Nine years is starting to feel like an eternity for Ferrari.
The storied Formula One team hasn’t won its home race since 2010, but has good reason to think that drought could end at this weekend’s Italian Grand Prix.
Those hopes don’t even rest solely on four-time world champion Sebastian Vettel this time, but rather on the younger and more inexperienced Charles Leclerc.
The 21-year-old Leclerc clinched the first F1 victory at last weekend’s Belgian Grand Prix, and will be looking to make it a double at Monza on Sunday.
“It’s always difficult to do the first step but once you do it, it takes quite a bit of weight off your shoulders,” he said on Thursday. “I’m very proud but not had much time to think about it. We’re already here four days later in Italy and we need to focus fully on the job that we have to do here.

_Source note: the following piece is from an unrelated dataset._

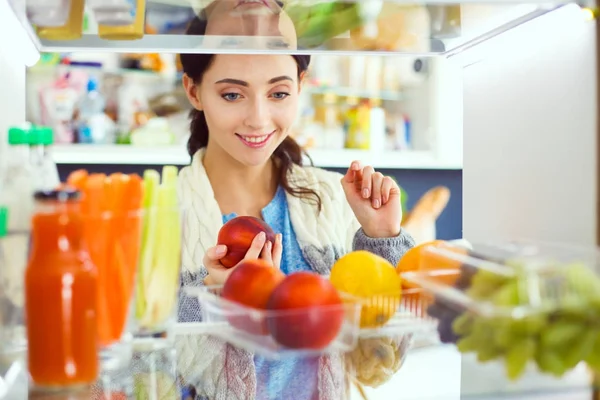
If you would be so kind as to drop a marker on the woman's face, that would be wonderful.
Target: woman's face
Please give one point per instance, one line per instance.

“But now it’s done I can focus on the future and hopefully many more.”
Championship leader Lewis Hamilton is well aware of what the momentum of a first victory can do.
Hamilton secured his first victory in the 2007 Canadian GP — at the age of 22 — and went on to win the next race, in the United States.

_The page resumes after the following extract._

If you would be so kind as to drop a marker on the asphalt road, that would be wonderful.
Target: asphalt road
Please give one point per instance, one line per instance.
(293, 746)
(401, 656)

“It’s usually easier with the flow, to ride that wave into the next one and knock out a double, two wins in a row, particularly when you have also got two tracks that are similar in terms of requirements of performance of a car.
“So this could be his second win this weekend, who knows? I’m going to do everything I can to stop that.”
Monza — known as the Temple of Speed — is the fastest track on the circuit and, just as with Spa, the high-speed layout is likely to suit the Ferrari machinery.
“It’s a similar track, very different but in terms of the way the cars are set up similar to last weekend. I hope we can be as competitive as we were there,” Vettel said. “For sure we’ve seen the trend that in qualifying we have a bit of an edge on these types of tracks, whereas in the race everything moves very close together … I can’t give you any predictions but I guess it will be very tight. I hope we have something to say.”
The passionate Ferrari ‘tifosi’ (fans) are hoping to finally cheer their team to victory at its home track, something they haven’t been able to do since Fernando Alonso’s win in 2010.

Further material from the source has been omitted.